As the lights dim in the auditorium, the air is filled with sounds that immediately take the audience from a cold and wintery Sussex to the dry, dusty heat of Egypt. The curtain then rises to reveal the observation deck of the paddle steamer Lotus, which is being prepared for a voyage that promises so much to the assembling passengers – and even more to the eager amateur detectives waiting to see what events unfold.

Ready to greet the tourists onboard are Harun, the boat steward Sydney Smith and Musa Hambi Pappas, the over-enthusiastic souvenir seller with a fabulous supply of trinkets and an even better line in “British” phrases to entice tourists to part with their money. The first passengers to arrive are the wonderfully toffee-nosed Miss ffoliot-ffoulkes Kate O’Mara , who is devastated to discover that the passenger list has her name spelled with capital letters, accompanied by the woman she uses as a personal dogsbody, her niece Christina Jennifer Bryden.

Following them down the gangway is the usual assortment of Christie characters – the young workers’ champion William Smith Max Hutchinson, the aged Dr Bessmer Mark Wynter and Dennis Lill as the charitable Canon Pennefather. From the outset it appears that all may not be as it seems, and careful attention has to be paid in order to spot the occasional clue that may help to eventually identify the villain of the piece.

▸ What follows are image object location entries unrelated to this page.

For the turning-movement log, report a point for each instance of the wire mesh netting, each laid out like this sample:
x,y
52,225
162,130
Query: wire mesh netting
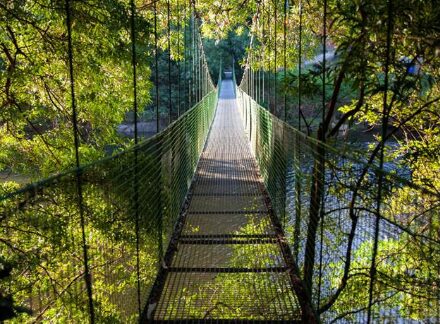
x,y
325,198
142,187
228,263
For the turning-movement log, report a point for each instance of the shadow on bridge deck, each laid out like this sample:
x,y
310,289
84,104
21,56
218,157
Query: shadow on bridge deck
x,y
227,263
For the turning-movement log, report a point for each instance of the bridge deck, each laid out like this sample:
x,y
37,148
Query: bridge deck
x,y
228,263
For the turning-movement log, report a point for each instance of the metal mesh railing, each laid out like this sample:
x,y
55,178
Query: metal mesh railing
x,y
130,202
325,197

The next passengers to arrive – the central characters in the plot – are wealthy heiress Kay Mostyn Susie Amy and her new (and now suddenly wealthy) husband Simon Ben Nealon who have with them their French maid Louise Vanessa Morley. The final character to make an appearance is Jacqueline De Severac, played by Chloe Newsome. She is Simon’s recently-ditched fiancée, who has been following them in a rather sinister way throughout their honeymoon, and now arrives to ensure that their cruise will also be a tense affair.

The single paddle steamer set and the various authentic sounds, together with the almost constant mopping of sweaty brows and necks, ensures that there is a real feeling of the searing heat and almost claustrophobic location which gives extra intensity to the piece. Character development in the first act is simply superb and, by the time the dastardly deed is done, a number of passengers have displayed reasons to be considered as suspects.

In Act Two the plot twists and turns with frightening rapidity with the seemingly guilty soon deemed as innocent and the meek and mild taking no time to reveal murderous tendencies. Of course, the final scene offers the solution that so many in the audience had not seen coming and the reaction was suitably enthusiastic for such a brilliantly executed piece.